É assim que Bruno Dumont avalia a experiência mística de Hadewijch

Luiz Carlos Merten, O Estado de S.Paulo

02 de junho de 2010 | 00h00

Paris, em janeiro. Apesar do inverno ? frio e chuva, quando não neve ?, o ambiente é agradável nas salas que acolhem as entrevistas do Rendez-Vous du Cinéma Français. O encontro promovido pela Unifrance é preparatório para o Festival Varilux que começa hoje em São Paulo, amanhã no Rio e prossegue até dia 10 em mais sete capitais. No total são nove cidades (Belo Horizonte, Brasília, Curitiba, Fortaleza, Porto Alegre, Recife e Salvador, e as demais) que vão exibir os dez títulos inéditos que compõem a programação (leia quadro).

O melhor ? mais rigoroso ? desses filmes talvez seja Hadewijch, de Bruno Dumont, que passa amanhã, às 14 horas, na Reserva Cultural. O próprio cineasta deveria integrar a delegação francesa que hoje dá uma entrevista na cidade, mas Dumont, à última hora, cancelou sua participação. Para substituí-lo, virá a atriz Julie Sokolowski. Acredite. Ela será uma surpresa. Julie não é atriz profissional. Ela vem da academia, da universidade, e possui um discurso erudito ? puro racionalismo francês ?, raro de se encontrar numa intérprete. O próprio Dumont é de um rigor absoluto. Nesta tarde sombria de inverno parisiense, ele conversa com o repórter do Estado. De novo surge o nome de Robert Bresson.
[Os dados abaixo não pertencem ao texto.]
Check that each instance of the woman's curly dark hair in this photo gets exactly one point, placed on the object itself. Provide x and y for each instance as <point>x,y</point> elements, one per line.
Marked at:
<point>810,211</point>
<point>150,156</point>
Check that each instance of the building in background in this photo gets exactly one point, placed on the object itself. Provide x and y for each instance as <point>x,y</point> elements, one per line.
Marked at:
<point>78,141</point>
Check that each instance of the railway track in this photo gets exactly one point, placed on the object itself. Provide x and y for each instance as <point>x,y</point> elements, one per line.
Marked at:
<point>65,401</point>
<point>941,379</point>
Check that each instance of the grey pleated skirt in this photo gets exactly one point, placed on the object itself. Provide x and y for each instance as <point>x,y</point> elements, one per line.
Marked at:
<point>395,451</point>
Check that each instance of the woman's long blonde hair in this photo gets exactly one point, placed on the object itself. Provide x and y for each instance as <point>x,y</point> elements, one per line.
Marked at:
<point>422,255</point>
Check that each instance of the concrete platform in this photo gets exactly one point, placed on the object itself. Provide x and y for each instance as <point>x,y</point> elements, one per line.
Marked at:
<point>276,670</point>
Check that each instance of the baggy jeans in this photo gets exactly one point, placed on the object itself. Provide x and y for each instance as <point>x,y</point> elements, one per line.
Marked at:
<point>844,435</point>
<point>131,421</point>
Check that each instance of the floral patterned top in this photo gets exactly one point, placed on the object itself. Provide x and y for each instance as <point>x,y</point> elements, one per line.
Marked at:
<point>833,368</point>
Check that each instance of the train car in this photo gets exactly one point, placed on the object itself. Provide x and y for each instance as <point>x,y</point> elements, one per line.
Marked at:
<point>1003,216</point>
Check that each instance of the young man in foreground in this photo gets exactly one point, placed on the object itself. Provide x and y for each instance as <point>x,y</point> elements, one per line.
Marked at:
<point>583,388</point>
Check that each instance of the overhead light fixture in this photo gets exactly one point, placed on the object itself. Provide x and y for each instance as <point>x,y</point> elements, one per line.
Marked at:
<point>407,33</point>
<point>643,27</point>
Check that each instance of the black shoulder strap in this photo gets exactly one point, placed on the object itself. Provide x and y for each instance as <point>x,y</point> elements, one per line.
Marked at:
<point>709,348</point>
Bruno Dumont "seria" o herdeiro de Bresson no cinema francês atual. O verbo colocado no passado imperfeito já indica que não é assim. Dumont teria em comum com o autor de Pickpocket e Um Condenado à Morte Escapou a obsessão pelos temas da graça e da permanência do mal no mundo. Ele contesta. Bresson não é, nunca foi, uma referência. Dumont faz cinema, mas não acompanha o trabalho de seus colegas diretores, na França e no mundo. O que os outros fazem, as novas conquistas tecnológicas, não o interessam. Ele persegue ? prossegue ? o seu caminho. Hadewijch é representativo do método do autor. Dumont não escreve propriamente um roteiro. Possuído pelo desejo de realizar um filme, ele o escreve de forma literária, como se fosse um livro.

"É uma forma de penetrar no espírito dos personagens e nos meandros da ação. A escrita me fornece um conhecimento mais aprofundado sobre o que pretendo dizer, ou por que determinado tema me interessa. Meus roteiros são muito literários e detalhados. Escrevo o que sei que não vou filmar." O projeto de Hadewijch surgiu quando Dumont descobriu a poetisa e mística do século 12. Foi a descoberta das visões e da experiência literária e mística de Hadewijch que o levou a querer contar essa história que não se refere muito a coisas concretas, embora, no limite, a vivência da protagonista a leve a trilhar os caminhos da violência ? o terror contemporâneo. Dumont diz que não é místico no sentido de "crente", mas que é impossível fazer cinema sem ser possuído por um sentimento particular.

"Há uma dimensão do escondido, do misterioso, do maravilhoso. Iluminar tudo isso, trazer para a tela o que está encoberto faz parte do movimento místico do mundo, que para mim está na origem do cinema." No filme, a garota, Julie, é uma noviça que é orientada pela madre superiora a deixar o convento, para testar sua vocação. Ela se liga a um jovem árabe que tem um irmão que estuda o Corão. A heroína trafega entre o cristianismo e o islamismo. É envolvida numa ação armada. Bruno Dumont abraça a causa do terrorismo? "Não necessariamente, ou não, simplesmente. Mas não seria honesto com meus personagens se não tentasse entender, e expor, seus pontos de vista."

Julie não é crente, mas foi instruída pelo diretor a criar a personagem explorando seu desejo íntimo de amar e ser amada. Assim como a base literária está na origem de Hadewijch, o trabalho visceral da atriz consiste em transferir para Deus uma ilusão que também é necessidade de representação. Hadewijch é radical como outros filmes do autor, A Vida de Jesus e A Humanidade. Como Dumont diz, "pode-se crer em Deus como se crê no cinema". Hadewijch nasceu dessa crença.